Hannah Wilke, artista americana nata negli anni Quaranta, ha concentrato la propria arte su temi femministi. Dopo aver realizzato alcune sculture su delle vagine, annoverate fra le prime ad essere state realizzate in accordo col movimento di liberazione femminista, il suo progetto fotografico più famoso fu SOS Starification Object Series .

La foto che fece scalpore vede posare la stessa artista come modella, con il corpo e il viso interamente ricoperti di gomme da masticare, in modo che richiamassero vagine. L’intento era quello di unire parodia per gli standard di bellezza femminile americana e il richiamo a tribali forme di incisione sul corpo.

L’artista finì però molto spesso per divenire l’ennesimo oggetto sessualizzato di attenzioni maschili per la propria bellezza, che era invece ciò che voleva combattere.

Credit: Hannah Wilke

Nelle proprie performance artistiche, del 1970,  l’artista newyorkese Adrian Piper mise in atto delle vere e proprie provocazioni in luoghi pubblici, con l’intento di sfidare le discriminazioni di genere e i pregiudizi razziali. La sua vita accademica e professionale fu piena di battaglie, e tuttora infatti rifiuta di tornare negli Stati Uniti e vive e lavora a Berlino.

Una delle sue opere più d’impatto rientra nella serie dei Mythic Being ed è una performance in cui lei stessa si vestì da uomo di colore, della classe medio-bassa, e camminò per le strade di Cambridge.

Arista nera e femminista, il suo lavoro rimane fondamentale per l’esplorazione del concetti di identità e per la sfida all’ordine sociale costituito.

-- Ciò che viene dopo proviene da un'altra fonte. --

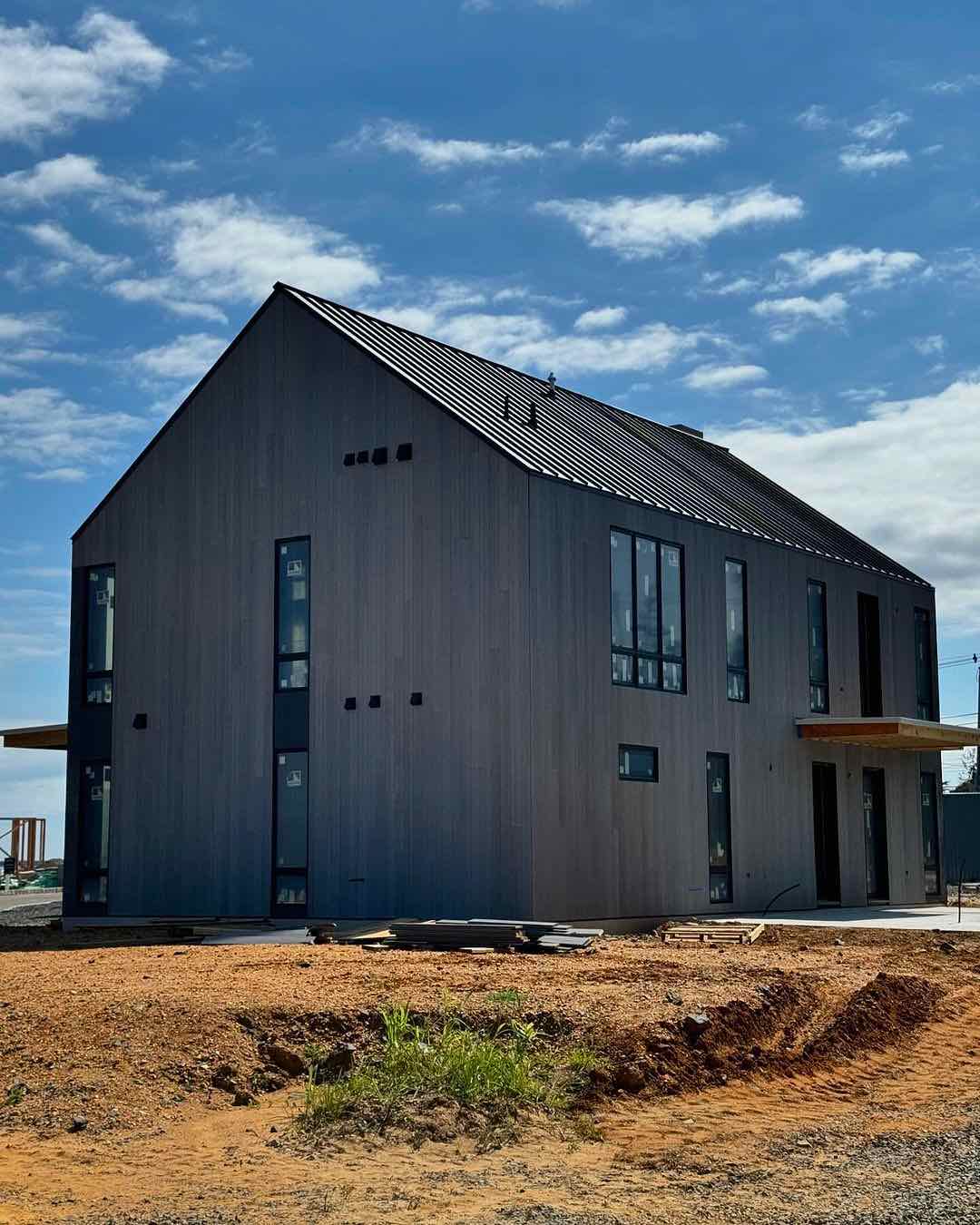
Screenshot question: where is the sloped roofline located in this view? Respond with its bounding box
[73,280,932,589]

Louise Bourgeois è un’artista francese, morta nel 2010, celebre soprattutto per le proprie installazioni artistiche e per aver partecipato negli anni Novanta alla Biennale di Venezia. Ultima dei grandi surrealisti, si occupò in particolare di sessualità e famiglia, realizzando opere rivoluzionarie e sovversive, volte ad abbattere la scultura maschilista e a tramutarla in qualcosa di organico.

Nelle sue installazioni rappresentò infatti immagini trasfigurate di membri maschili e celebrò il concetto di maternità con giganti sculture filigrane a forma di ragno. Queste sculture in particolare, dall’altezza di dieci metri, evocano tutta la sua indagine del proprio mondo interiore e propongono il carattere onirico di tutta la sua opera.

L’artista ha sempre voluto mantenere intatta la propria personalità, non adeguandosi mai alle mode artistiche ma seguendo sempre la propria linea anche quando non sposava il gusto dei più, nella convinzione che l’indagine artistica fosse superiore.